On Thursday the Washington Times reported that a play titled, “Kill Climate Deniers,” began its theatrical run when it kicked off the 2018 season of the Griffin Theatre in Sydney after a week of previews. The final show is scheduled for April 7.
The plot? According to the play’s website:
As a classic rock band take the stage in Parliament House’s main hall, 96 armed eco-terrorists storm the building and take the entire government hostage, threatening to execute everyone unless Australia ends global warming. Tonight.
Now, the embattled Environment Minister has no choice but to pick up a gun and stand up for her ideals, pushing back against the threat which has engulfed her country – one terrorist at a time.
Four years after backlash shut down the original staging of the play, David Finnigan’s Kill Climate Deniers has now opened in Sydney.
In 2014, Finnigan was commissioned by Canberra’s Aspen Island Theatre Company to write a play that explored climate change and Australian politics. He called the play Kill Climate Deniers, and was given a $19,000 grant from the ACT Government to develop it.
A small production from a relatively unknown playwright, it might’ve ended in a small run with a small audience. But then Andrew Bolt caught wind of it.
The Herald Sun columnist was not impressed:
“What sane government donates to a project urging others to kill fellow citizens, even as a “joke”?”
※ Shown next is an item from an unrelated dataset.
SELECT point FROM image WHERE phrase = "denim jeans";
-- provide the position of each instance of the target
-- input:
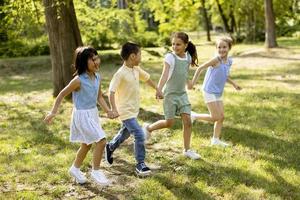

Despite the violent name, Finnegan claims the play is not a violent call to arms but rather “a pretty joyful comedy.”
“It’s a high-octane action adventure thriller set in Parliament House,” he added.
Reich further wrote:
Sydney’s Griffin Theatre Company’s production of Kill Climate Deniers is the first full-scale mounting of the play, which won the company’s Griffin Award in 2017.
“I don’t think anyone is going to take this play literally,” he said.
The artistic director of Griffin Theatre Company, Lee Lewis, directed this staging of Kill Climate Deniers, which she described as having “a uniquely Australian train-smash structure”.
Lewis further said the play must ultimately be read as satire and that “satire is one of our most useful forms for critiquing really difficult politics.”
“It critiques the artist and the audience. It asks everybody to look at it through a different, lighter eye, in order to have the conversation, not the argument,” Lewis added.
“The play had a brief run last fall at the Garage Theater in Long Beach, California, but the latest staging represents the show’s first full-scale production,” the Washington Times said.